The Spanish model of autonomy that just prevents full and equal citizenship is not an American political status solution.
Colonialism and racism no excuse for defeatism
The Broadway musical “West Side Story” narrative of Puerto Ricans in America as victims of racism has been replaced by the “Hamilton” narrative of Puerto Ricans joining the ranks of fully empowered Americans.
In America today we don’t surrender to racism. We defeat it. We de-institutionalize it.
To fully and finally end racism we first need to end colonialism.
In the case of Puerto Rico, the voters chose to do that through statehood.

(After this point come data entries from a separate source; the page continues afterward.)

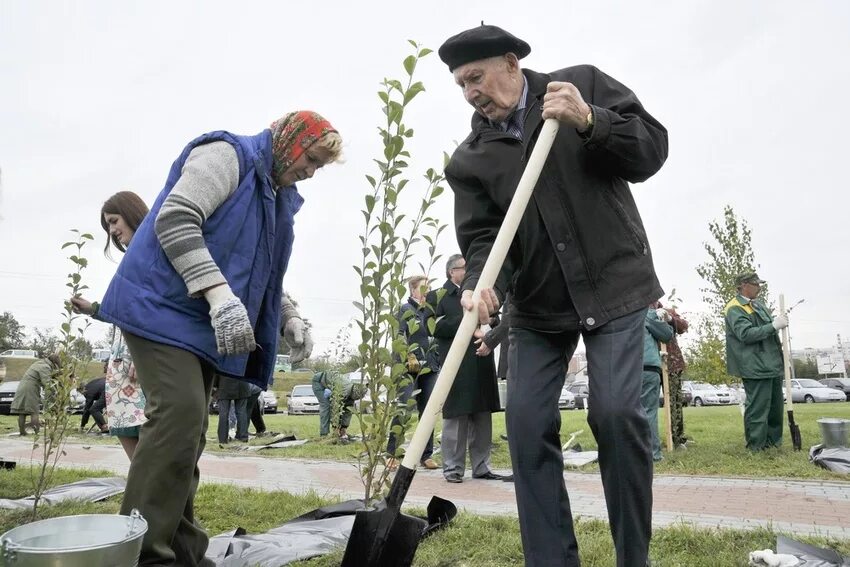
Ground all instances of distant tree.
[687,209,769,384]
[0,311,26,351]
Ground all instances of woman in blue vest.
[71,191,148,461]
[100,111,342,566]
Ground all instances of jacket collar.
[443,280,460,295]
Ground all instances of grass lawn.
[0,467,850,567]
[0,467,850,567]
[0,398,850,480]
[3,357,103,382]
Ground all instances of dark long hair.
[100,191,150,258]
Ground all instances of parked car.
[0,380,20,415]
[819,378,850,401]
[257,390,277,413]
[286,384,319,415]
[791,378,847,404]
[567,382,588,409]
[0,348,38,358]
[91,348,112,362]
[558,386,576,409]
[682,381,737,407]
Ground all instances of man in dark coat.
[439,25,667,567]
[80,367,109,433]
[215,374,252,445]
[428,254,502,483]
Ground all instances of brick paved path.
[0,439,850,539]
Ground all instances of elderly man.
[723,272,788,451]
[439,25,667,567]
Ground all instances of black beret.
[438,23,531,71]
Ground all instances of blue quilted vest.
[99,130,304,388]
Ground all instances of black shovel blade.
[342,507,428,567]
[342,465,428,567]
[788,411,803,451]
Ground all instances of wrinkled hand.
[475,339,493,356]
[773,315,788,331]
[542,81,590,132]
[283,317,313,362]
[655,307,673,323]
[71,297,94,315]
[460,288,499,325]
[204,284,257,356]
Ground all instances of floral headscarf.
[269,110,337,179]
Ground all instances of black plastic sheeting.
[207,500,457,567]
[776,536,850,567]
[809,445,850,474]
[0,477,127,510]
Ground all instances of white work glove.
[280,294,313,363]
[204,284,257,356]
[773,315,788,331]
[750,549,800,567]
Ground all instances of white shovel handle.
[779,293,794,411]
[401,118,560,470]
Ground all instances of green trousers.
[744,376,783,451]
[640,369,664,461]
[668,373,685,447]
[121,333,215,567]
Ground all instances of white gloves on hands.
[204,284,257,356]
[773,315,788,331]
[280,294,313,363]
[655,307,673,323]
[283,317,313,362]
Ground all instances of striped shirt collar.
[490,75,528,138]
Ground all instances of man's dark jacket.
[427,281,501,418]
[446,65,667,331]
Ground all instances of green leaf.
[404,82,425,104]
[404,55,416,76]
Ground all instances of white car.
[286,384,319,415]
[682,381,738,407]
[791,378,847,404]
[558,386,576,409]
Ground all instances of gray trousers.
[506,309,652,567]
[440,411,493,476]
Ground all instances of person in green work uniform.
[640,303,673,462]
[723,272,788,451]
[313,370,365,441]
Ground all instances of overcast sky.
[0,0,850,360]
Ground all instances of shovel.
[342,118,559,567]
[779,294,803,451]
[659,343,673,451]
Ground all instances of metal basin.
[818,417,850,449]
[0,510,148,567]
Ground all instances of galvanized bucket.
[0,510,148,567]
[818,417,850,449]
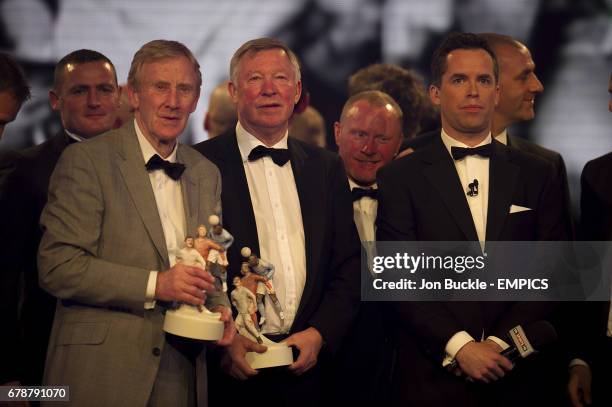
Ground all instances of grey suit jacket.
[38,122,228,406]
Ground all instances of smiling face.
[493,44,544,131]
[128,56,200,146]
[429,49,499,145]
[334,100,402,186]
[229,48,302,143]
[49,61,120,138]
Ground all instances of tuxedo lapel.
[486,140,519,241]
[423,137,478,241]
[288,138,325,320]
[176,145,201,235]
[114,124,170,268]
[219,133,260,255]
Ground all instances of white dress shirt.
[349,178,378,243]
[238,123,306,334]
[134,119,187,309]
[441,129,509,363]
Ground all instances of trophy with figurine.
[164,215,234,341]
[231,247,293,369]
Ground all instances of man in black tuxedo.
[377,33,566,406]
[568,75,612,407]
[0,49,119,385]
[402,33,574,236]
[195,38,360,406]
[0,52,30,139]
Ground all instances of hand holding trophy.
[231,247,293,369]
[164,228,224,341]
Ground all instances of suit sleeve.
[38,144,149,312]
[376,161,464,362]
[492,161,570,338]
[309,159,361,353]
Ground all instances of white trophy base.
[164,304,224,341]
[245,335,293,369]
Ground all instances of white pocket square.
[510,205,532,213]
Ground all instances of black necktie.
[451,143,491,160]
[145,154,185,181]
[249,146,289,167]
[351,188,378,202]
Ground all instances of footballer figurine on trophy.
[240,247,285,326]
[206,215,234,293]
[232,247,293,369]
[231,277,263,343]
[164,236,224,341]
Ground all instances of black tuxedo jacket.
[0,131,73,385]
[194,133,360,352]
[572,153,612,370]
[401,129,575,237]
[377,135,567,406]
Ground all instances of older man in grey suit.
[38,40,234,406]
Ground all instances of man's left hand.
[211,305,236,346]
[285,327,323,376]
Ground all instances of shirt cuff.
[444,331,474,359]
[145,270,157,309]
[569,359,590,369]
[487,336,510,350]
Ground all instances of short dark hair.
[53,49,118,91]
[348,64,430,138]
[0,52,30,104]
[431,32,499,87]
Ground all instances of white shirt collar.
[495,129,508,146]
[236,122,289,162]
[134,119,178,163]
[349,177,378,191]
[64,129,85,145]
[441,129,491,156]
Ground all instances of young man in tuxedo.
[377,33,566,406]
[0,52,30,139]
[568,75,612,407]
[0,49,119,385]
[195,38,359,406]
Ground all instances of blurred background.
[0,0,612,210]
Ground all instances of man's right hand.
[455,342,512,383]
[155,263,215,305]
[221,334,268,380]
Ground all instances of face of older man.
[494,45,544,128]
[49,61,120,138]
[229,48,302,142]
[334,100,402,186]
[429,49,499,145]
[128,56,200,146]
[0,91,21,138]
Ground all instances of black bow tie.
[451,143,491,160]
[351,188,378,202]
[249,146,289,167]
[145,154,185,181]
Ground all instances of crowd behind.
[0,29,612,407]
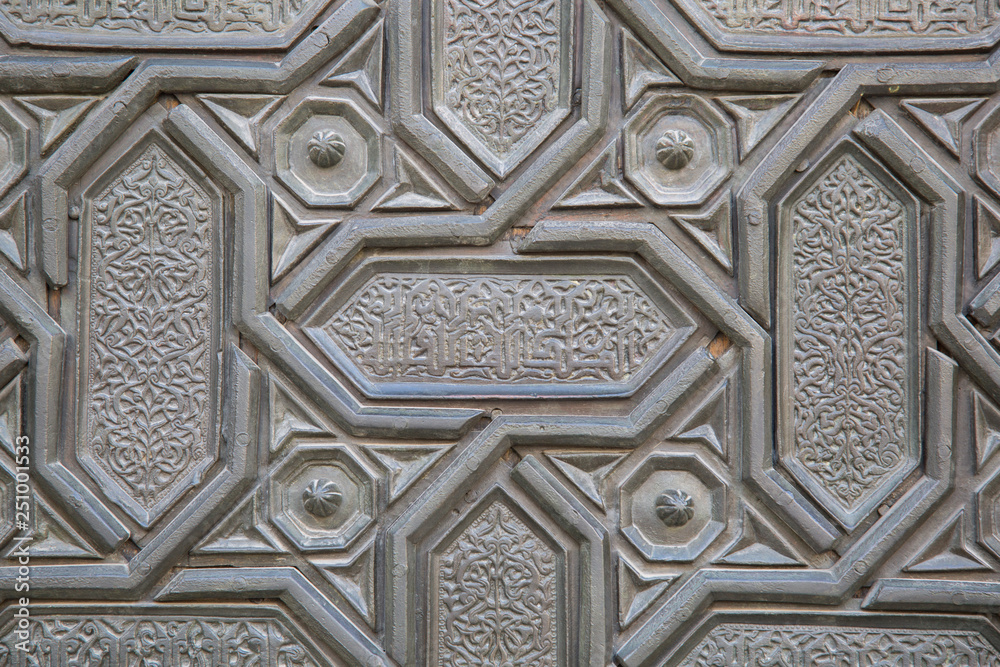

So now what is Congress going to do?
Since 1787 when the Continental Congress adopted the territorial integration plan known as the Northwest Ordinance, the American political status solution has been equal citizenship through statehood or independent separate nationhood.
That led to the abolition of slavery, votes for women, the defeat of fascism and communism in the 20th century, and the work of making America a more perfect union, which still goes on today.
Starting with statehood for the last large U.S. colony eligible for statehood.
“Autonomy” is a failed Spanish device to sustain a colonial condition.
Catalonia may or may not become independent, but for Puerto Rico, statehood is what the people have chosen.